昨年11月、安倍総理大臣から松岡農林水産大臣に対し、国産バイオ燃料の生産拡大についての指示があった。これを受けて、農林水産省を始めとした関係府省は、生産拡大に向けた工程表を策定し、今年2月に総理に報告した。その内容のポイントは、収集・運搬コストの低減(山から木を安く下ろす、稲わらを効率よく集める機械等の開発)、資源作物(エタノールを大量に生産できる作物)の開発、エタノール変換効率の向上(稲わらや間伐材などからエタノールを大量に製造する技術の開発)の3点。
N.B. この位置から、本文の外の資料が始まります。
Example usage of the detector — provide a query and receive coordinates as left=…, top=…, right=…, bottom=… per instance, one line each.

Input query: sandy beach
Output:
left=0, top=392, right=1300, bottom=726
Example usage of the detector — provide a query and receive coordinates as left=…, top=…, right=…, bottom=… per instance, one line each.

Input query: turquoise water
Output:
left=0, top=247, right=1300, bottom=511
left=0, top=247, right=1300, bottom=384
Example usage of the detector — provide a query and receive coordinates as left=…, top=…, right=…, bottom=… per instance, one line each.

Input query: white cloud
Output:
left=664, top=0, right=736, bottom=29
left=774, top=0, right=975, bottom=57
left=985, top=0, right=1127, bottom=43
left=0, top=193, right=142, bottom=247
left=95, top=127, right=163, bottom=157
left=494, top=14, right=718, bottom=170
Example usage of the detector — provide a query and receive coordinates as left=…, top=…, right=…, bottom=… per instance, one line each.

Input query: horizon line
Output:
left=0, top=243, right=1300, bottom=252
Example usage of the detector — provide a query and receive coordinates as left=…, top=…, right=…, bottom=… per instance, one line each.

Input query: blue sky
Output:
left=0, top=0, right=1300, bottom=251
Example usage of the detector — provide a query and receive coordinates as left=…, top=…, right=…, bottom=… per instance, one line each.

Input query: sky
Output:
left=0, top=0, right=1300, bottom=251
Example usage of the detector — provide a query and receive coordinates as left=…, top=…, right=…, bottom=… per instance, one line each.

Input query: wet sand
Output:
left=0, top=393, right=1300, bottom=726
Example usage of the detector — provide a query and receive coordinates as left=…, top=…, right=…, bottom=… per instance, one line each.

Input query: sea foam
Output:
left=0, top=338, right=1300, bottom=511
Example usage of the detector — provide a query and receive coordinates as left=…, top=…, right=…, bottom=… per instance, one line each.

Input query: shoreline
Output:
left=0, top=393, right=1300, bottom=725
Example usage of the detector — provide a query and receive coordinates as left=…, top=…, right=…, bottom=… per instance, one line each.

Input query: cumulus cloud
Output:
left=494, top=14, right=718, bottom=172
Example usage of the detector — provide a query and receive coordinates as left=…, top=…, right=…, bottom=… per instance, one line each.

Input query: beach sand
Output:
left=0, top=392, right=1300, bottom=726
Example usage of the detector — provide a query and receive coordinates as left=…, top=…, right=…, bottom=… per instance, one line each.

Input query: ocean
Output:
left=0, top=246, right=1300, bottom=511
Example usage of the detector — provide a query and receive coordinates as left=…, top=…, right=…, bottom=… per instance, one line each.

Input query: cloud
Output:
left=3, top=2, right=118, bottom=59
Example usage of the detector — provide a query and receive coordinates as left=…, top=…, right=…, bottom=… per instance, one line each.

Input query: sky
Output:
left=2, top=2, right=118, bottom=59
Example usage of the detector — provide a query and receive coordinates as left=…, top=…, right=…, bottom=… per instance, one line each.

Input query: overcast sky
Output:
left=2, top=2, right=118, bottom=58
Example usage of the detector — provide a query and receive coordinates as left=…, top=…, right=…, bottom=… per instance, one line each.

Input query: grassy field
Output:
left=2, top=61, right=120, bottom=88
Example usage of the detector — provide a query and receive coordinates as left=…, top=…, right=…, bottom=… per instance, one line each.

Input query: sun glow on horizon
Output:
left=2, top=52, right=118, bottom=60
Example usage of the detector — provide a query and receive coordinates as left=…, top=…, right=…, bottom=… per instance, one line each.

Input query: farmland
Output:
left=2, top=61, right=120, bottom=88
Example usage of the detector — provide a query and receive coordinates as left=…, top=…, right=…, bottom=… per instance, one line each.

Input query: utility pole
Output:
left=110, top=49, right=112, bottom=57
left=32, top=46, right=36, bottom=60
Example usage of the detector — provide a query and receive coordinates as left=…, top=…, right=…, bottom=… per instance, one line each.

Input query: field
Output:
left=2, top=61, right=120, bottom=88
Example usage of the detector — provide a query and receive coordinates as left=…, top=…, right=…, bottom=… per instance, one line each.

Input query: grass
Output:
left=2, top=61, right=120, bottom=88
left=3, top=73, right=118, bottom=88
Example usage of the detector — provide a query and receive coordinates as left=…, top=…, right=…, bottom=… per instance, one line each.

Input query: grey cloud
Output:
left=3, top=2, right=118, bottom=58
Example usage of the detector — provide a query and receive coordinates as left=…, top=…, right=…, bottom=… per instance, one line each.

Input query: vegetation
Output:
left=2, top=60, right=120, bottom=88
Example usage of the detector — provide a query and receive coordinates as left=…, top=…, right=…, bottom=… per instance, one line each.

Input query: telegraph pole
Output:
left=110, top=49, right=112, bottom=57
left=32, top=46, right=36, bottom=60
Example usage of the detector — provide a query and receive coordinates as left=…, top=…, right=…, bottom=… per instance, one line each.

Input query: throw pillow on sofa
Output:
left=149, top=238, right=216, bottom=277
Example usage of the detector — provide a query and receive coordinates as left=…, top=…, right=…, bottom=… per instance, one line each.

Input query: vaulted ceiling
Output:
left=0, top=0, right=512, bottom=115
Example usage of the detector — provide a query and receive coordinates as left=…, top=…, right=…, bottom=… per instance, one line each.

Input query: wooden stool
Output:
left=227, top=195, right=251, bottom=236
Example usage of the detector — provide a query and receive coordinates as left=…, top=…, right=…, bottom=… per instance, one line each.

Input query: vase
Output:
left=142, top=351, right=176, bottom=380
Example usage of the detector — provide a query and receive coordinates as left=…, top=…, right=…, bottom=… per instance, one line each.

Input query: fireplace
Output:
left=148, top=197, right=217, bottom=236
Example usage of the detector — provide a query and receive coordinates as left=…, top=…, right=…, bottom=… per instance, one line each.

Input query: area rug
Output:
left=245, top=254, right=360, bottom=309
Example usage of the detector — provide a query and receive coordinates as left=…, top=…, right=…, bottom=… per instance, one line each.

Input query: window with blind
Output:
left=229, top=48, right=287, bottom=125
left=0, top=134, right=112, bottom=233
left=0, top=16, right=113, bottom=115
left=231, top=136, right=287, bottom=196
これらの技術開発を進めるのと並行して、欧米やブラジルの制度を踏まえ、ガソリンへのエタノール混合率の引き上げや財政支援、税制上の措置など制度面の整備も検討されている。

諸外国と日本のバイオエタノール導入への取り組み

  ブラジル 米国 日本
導入方法
(直接混合 or ETBE)
直接混合 直接混合 直接混合、ETBE ※1
バイオエタノール
生産量(2005年)
1,607万キロリットル 1,621万キロリットル 30キロリットル(実証段階)
原材料 サトウキビ トウモロコシ サトウキビ糖みつ、建設発生木材など
混合率 20〜25%で義務化
* E100も一部で導入
10%(ミネソタ、ハワイ、モンタナ、ミズーリ、ワシントンの5州で義務化)
* E85も一部で導入 ※2
上限3%(揮発油等の品質の確保等に関する法律)
税制優遇措置 約15円/リットルの減免 約16円/リットルの物品税控除
導入目標/義務 混合率20%を基本としてエタノールの供給状況に応じて20〜25%の間で変更可能 2005年エネルギー政策法・再生可能燃料基準(RFS):自動車燃料に含まれる再生可能燃料を2012年に2800万キロリットルとする
出典:
F.O.Licht,world Ethanol&Biofuels Report 2006、EurObserv'ER,Biofuels Barometer2006、エコ燃料利用推進会議資料、農林水産省調べ、一部換算値を含む
※1
ETBE(エチル・ターシャリー・ブチル・エーテル)とは、石油製造過程の副産物であるイソブテンとバイオエタノールから製造されるガソリンの添加剤である。
※2
ミズーリ州、ワシントン州は2008年より施行。